Here’s your coat, Mr. Wentworth.
Thank you. Thank you for the delicious tea, Silvia. If I weren’t leaving town so soon.... Good night.
Good night. The stairs are rather dark.... (He goes out)
Yes, I know, Joe. It’s discouraging....
Discouraging? It’s immoral! Oh, these smug people who have been taught what to admire! These unborn souls who want to shut us all up in the dark! I suppose he went away thinking I put myself up higher than Raphael. Who are we painting for? They don’t want it—wouldn’t take it for a gift. And here we are, a poor little group, standing amazed before the glory of the sun, and painting it—for the blind!
Some day, Joe....
Some day—yes, when the life has oozed out of all our bright canvasses, when only the “rules” are left. And we won’t be able to rise from our graves and curse them!
I guess I let you in for a hard time, Silvia.

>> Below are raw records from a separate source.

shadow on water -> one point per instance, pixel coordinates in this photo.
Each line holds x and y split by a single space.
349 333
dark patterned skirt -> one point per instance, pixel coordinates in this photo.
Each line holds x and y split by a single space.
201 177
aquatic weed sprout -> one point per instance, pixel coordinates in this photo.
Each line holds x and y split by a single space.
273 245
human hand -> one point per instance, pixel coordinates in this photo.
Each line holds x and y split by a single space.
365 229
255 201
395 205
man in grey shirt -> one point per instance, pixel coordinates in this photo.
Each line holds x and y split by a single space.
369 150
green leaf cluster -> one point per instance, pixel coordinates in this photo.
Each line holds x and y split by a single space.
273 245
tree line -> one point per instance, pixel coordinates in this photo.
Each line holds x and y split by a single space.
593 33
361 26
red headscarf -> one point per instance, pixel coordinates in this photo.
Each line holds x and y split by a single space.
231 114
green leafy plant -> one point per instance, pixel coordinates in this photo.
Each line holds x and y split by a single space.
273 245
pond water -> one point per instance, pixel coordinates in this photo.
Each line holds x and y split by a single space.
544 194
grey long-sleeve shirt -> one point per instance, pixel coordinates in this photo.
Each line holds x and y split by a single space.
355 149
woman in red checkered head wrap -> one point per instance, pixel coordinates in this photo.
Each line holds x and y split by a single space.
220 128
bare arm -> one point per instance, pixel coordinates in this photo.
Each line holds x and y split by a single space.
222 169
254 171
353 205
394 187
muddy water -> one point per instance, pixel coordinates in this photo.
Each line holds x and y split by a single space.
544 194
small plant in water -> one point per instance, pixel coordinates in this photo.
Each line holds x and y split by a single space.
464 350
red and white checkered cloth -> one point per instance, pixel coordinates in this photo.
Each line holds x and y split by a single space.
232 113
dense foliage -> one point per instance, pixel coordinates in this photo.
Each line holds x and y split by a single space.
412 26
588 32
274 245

I wish sometimes I could really paint the kind of thing that goes with stupid people’s dining rooms. They with their Long Island Louvres!
If you did, Joe, I’d put it in the stove. Don’t think you are having all the fun of being a pioneer. It’s exciting to be within a mile of it!
Good girl. Ugh! Let’s go to Boudet’s and have dinner. I want to get the bad taste out of my mouth!
The living room in a small flat in Beekman Place. Two women, one of them in mourning, sit beside the remains of tea.
But Jean, where are you going, when you pack up here?
I’m not leaving here. I’m staying on.
Oh. But I thought that now ... you were talking about being free for your own work at last....
If I have any work to do, I can do it here. You don’t understand, quite. All these years I have been living from whirlpool to whirlpool, never settled, always deracine—the thought of getting accustomed to another place makes me shudder.